It is said that 60 million people in the United States have symptoms of seasonal allergies. Seasonal allergies, also referred to as hay fever, affects between 10 and 30 percent of all adults and as much as 40 percent of all children in the U.S. alone. Many people often think that allergies only happen during the spring when all of the trees and flowers are blooming. This is not true as people can experience allergies throughout all of the seasons. The symptoms that affect people with seasonal allergies are the same throughout all of the seasons, but the cause of their allergies is much different. Each season has its own triggers and certain people will suffer at different times of the year. Recognizing the symptoms of allergies will help you understand when your allergies are at their worst and help you determine the cause.
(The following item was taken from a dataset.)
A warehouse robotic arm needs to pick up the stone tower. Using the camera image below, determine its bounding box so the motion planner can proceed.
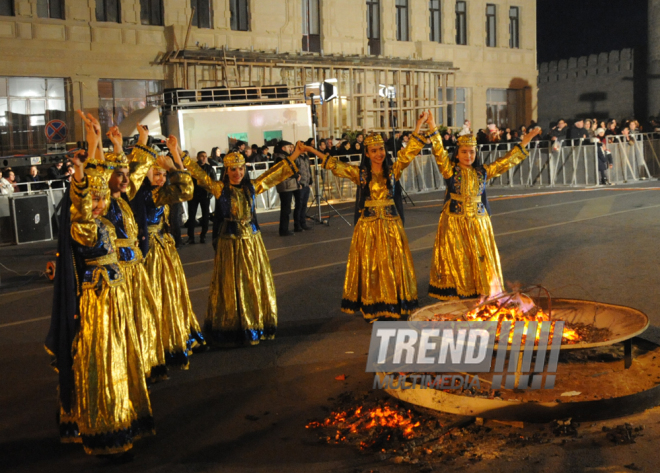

There are six main symptoms that each allergy sufferer will experience no matter when their allergies flare up. These symptoms include: watery eyes, runny nose, sneezing, coughing, itchy eyes and nose, and dark circles under the eyes. These symptoms may be mistaken for a cold or the flu in the winter, so you will have to wait a few days to see if the symptoms subside with cold or flu treatment. If not, you may have allergies during that time of the year. There are some other symptoms that a person may experience if they have seasonal allergies. These symptoms are not as common as the ones listed above, although it is still possible for people to have them. Some people may experience pain in the ears,  on their face or in the sinuses. They could also have respiratory problems and they could begin wheezing if their allergies are severe enough. Many people can also experience fatigue, headache, loss of smell, phlegm and throat irritation.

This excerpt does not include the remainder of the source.